Still a number of breastfeeding advocacy organizations in the U.S. – the Human Milk Banking Association of North America (HMBANA), United States Breastfeeding Committee (USBC), International Lactation Consultant Association/United States Lactation Consultant Association (ILCA/USLCA), and La Leche League International (LLLI) – issued an “Urgent Call for Human Milk Donations for Haiti Infants” on January 25th. The U.S. Navy Ship Comfort, a medical vessel currently anchored off the coast of Haiti, had been shipped frozen donated breast milk and the “Urgent Call” urged lactating women in the U.S. to donate more breast milk to HMBANA milk banks, some of which would go to Haiti. Reading this “Urgent Call,” something didn’t feel right to me. The donor milk was going to the ship NICU and can not be sent to any facility on land as there is no facility that can maintain and distribute it. So I did some research on the Comfort. It took seconds to discover that the Comfort NICU has two incubators. Yes, two. Any baby born prematurely on the ship will have to be able to breastfeed exclusively before leaving the ship because breast milk from the breast is the only way Haitian babies can survive conditions there.

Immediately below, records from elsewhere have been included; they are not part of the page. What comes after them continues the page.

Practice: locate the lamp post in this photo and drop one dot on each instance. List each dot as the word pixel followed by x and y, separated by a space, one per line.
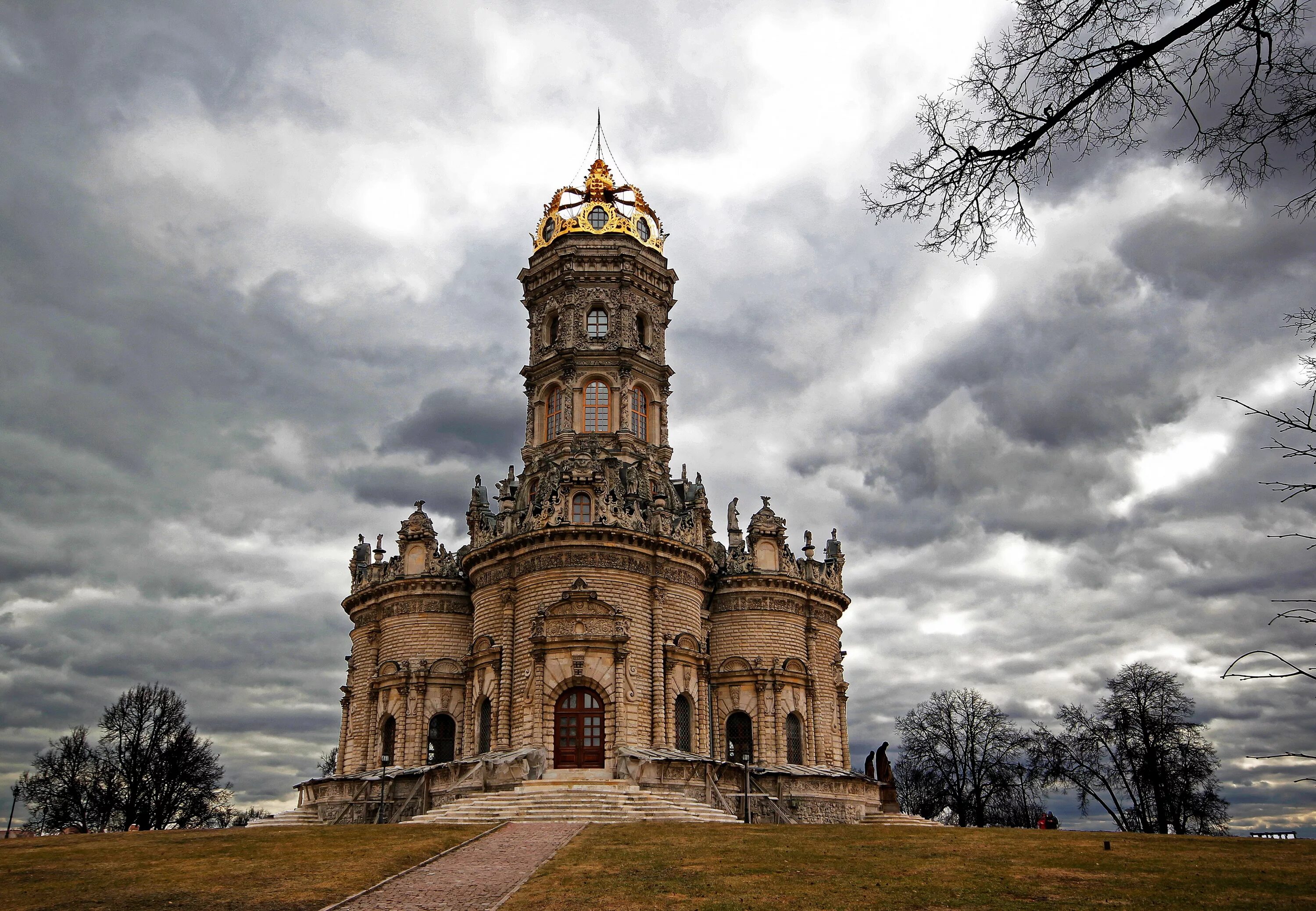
pixel 10 825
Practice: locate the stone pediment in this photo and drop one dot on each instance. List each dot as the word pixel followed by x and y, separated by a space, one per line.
pixel 579 614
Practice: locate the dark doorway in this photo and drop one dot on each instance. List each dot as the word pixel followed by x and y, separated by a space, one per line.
pixel 740 738
pixel 578 726
pixel 443 739
pixel 387 735
pixel 683 725
pixel 486 725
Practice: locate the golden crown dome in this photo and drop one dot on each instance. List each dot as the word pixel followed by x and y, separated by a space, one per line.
pixel 601 208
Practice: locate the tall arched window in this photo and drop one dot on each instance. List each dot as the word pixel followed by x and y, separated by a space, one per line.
pixel 554 412
pixel 443 739
pixel 640 414
pixel 486 726
pixel 740 738
pixel 794 739
pixel 597 407
pixel 683 726
pixel 581 511
pixel 387 735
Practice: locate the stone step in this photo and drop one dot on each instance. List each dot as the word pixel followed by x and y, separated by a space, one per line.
pixel 574 801
pixel 898 819
pixel 289 818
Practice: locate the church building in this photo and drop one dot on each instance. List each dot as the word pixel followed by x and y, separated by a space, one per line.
pixel 593 629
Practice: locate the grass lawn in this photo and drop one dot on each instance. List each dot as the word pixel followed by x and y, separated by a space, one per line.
pixel 266 869
pixel 873 867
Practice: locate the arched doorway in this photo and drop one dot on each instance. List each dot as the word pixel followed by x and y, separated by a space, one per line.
pixel 578 730
pixel 740 738
pixel 441 744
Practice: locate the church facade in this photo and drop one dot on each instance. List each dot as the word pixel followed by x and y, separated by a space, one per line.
pixel 593 621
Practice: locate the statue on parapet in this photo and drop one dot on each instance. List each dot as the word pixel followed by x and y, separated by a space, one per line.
pixel 882 764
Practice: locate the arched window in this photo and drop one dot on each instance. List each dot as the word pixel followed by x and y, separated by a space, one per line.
pixel 581 511
pixel 486 726
pixel 443 739
pixel 597 407
pixel 794 739
pixel 640 414
pixel 740 738
pixel 387 735
pixel 683 726
pixel 554 412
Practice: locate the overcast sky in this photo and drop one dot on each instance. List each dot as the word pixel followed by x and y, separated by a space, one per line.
pixel 258 294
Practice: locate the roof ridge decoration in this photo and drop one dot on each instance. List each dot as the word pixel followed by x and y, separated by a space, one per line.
pixel 601 208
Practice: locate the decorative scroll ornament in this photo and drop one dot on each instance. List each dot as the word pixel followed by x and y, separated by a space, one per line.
pixel 601 208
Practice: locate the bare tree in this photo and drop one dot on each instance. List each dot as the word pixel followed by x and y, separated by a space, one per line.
pixel 1295 439
pixel 1078 75
pixel 161 771
pixel 1140 756
pixel 68 786
pixel 960 751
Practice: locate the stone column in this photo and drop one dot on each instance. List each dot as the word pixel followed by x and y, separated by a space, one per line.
pixel 780 722
pixel 619 689
pixel 845 727
pixel 766 746
pixel 343 731
pixel 537 721
pixel 657 676
pixel 506 668
pixel 422 722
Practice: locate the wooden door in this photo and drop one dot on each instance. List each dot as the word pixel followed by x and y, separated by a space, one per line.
pixel 578 729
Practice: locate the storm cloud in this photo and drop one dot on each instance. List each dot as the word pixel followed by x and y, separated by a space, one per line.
pixel 258 291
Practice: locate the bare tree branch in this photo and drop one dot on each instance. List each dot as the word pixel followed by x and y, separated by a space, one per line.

In short order, it was discovered that there had been no request for donor milk and aid organizations were asking that the milk shipments stop. The Emergency Nutrition Network explains why: the first priority has to be relactating women not currently nursing and making sure Haitian babies are feeding at the breast. That “stressed or malnourished women cannot breastfeed” is listed as one of the “myths that put babies at risk.”
One organization that is helping women in Haiti breastfeed is Circle of Health International (COHI). This non-profit – the one that has been getting my donations – has sent midwives, lactation professionals, and birthing supplies to Haiti for the estimated 37,000 women currently pregnant as well as the women and children who survived the quake.
So why did these U.S. breastfeeding organizations send out this “Urgent Call”? Perhaps it was ignorance. Perhaps it was well-intentioned. Perhaps it really did not occur to them that any feeding of babies in Haiti other than from the breast could decrease the total amount of breast milk available in Haiti because it discourages Haitian women from building their own milk supplies by breastfeeding babies (their own or orphaned ones) or relactating. And perhaps some non-profits see exploitation of the Haitian crisis as an acceptable way to raise funds that will be used elsewhere. There may be explanations but there is no excuse. Haitian women and children need our help urgently and we can help by sending money to aid organizations like COHI.